For decades, India’s IT outsourcers have operated on a labour-intensive model, managing clients’ back-end processes and billing based on headcount. But as AI automates large portions of this low-end work, firms are being pushed towards leaner, more specialized service models. The challenge? No one yet knows what this post-AI business model will look like, or whether the traditional outsourcing model will survive at all. And while markets can absorb good news and bad, what they fear most is uncertainty.

What jobs are at risk of being replaced by AI?

In a paper published last month, Microsoft researchers assigned “AI applicability scores” to various occupations, measuring the extent to which AI can perform key tasks within those roles. Jobs with the highest scores included translators, historians, sales representatives, writers, customer service agents, telephone operators, and brokerage clerks. At the other end of the spectrum were mostly blue-collar roles that require physical labour, such as nurses, construction workers, hazardous material removal personnel, ship engineers, and tyre repairers.

A high AI applicability score doesn’t mean the entire job can be automated today, but it does signal that large parts of it could be performed by AI. As generative AI evolves rapidly, the white-collar workforce is entering a period of profound transformation.

What will be the consequences for India if layoffs become widespread?

In India, large-scale layoffs are more likely to signal macroeconomic distress than improving corporate profitability.

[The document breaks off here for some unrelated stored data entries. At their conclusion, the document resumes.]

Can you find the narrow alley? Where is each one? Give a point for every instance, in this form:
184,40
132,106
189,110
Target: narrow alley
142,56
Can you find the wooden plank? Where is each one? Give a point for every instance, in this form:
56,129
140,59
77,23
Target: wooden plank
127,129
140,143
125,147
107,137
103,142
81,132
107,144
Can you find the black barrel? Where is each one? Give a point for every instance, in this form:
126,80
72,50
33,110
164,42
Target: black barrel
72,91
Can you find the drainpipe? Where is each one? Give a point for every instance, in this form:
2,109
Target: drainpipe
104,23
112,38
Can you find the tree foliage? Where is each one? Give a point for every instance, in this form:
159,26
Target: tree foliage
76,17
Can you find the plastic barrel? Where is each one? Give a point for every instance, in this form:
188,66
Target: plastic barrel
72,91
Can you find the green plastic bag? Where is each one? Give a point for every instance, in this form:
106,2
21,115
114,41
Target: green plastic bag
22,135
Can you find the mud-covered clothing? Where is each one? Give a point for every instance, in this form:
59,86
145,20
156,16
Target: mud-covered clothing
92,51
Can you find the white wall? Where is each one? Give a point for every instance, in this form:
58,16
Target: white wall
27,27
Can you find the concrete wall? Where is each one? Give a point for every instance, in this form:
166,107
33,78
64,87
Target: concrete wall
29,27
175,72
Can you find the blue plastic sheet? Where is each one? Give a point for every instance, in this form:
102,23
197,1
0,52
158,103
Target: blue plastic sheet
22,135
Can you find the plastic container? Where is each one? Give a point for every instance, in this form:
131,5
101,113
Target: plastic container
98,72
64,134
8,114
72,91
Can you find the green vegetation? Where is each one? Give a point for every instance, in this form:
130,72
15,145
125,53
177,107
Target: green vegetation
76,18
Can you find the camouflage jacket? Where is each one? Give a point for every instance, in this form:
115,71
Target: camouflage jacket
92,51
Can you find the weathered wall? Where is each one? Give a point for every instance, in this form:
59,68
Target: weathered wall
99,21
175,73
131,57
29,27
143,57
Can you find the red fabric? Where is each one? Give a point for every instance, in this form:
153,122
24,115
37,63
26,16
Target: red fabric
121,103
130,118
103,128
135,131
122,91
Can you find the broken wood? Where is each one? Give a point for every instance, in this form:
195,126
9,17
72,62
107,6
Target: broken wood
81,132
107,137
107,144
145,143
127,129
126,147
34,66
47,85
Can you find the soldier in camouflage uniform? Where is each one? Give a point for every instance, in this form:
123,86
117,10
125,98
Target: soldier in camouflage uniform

Unlike developed economies such as the US or Europe, where job losses, while painful, are cushioned by stronger social safety nets and more fluid labour markets, India lacks the same resilience. A significant slowdown in the IT sector could trigger a ripple effect across real estate, FMCG, automobiles, and travel.

Not all experts, however, subscribe to this pessimistic view. Some argue that, much like the computer revolution spurred new growth and job creation, the productivity gains from AI could eventually prove beneficial.

But for that to happen, these technologies must be directed toward reskilling the workforce, improving efficiencies across sectors, and enabling new forms of employment. Until then, India’s demographic dividend risks slipping into a demographic liability.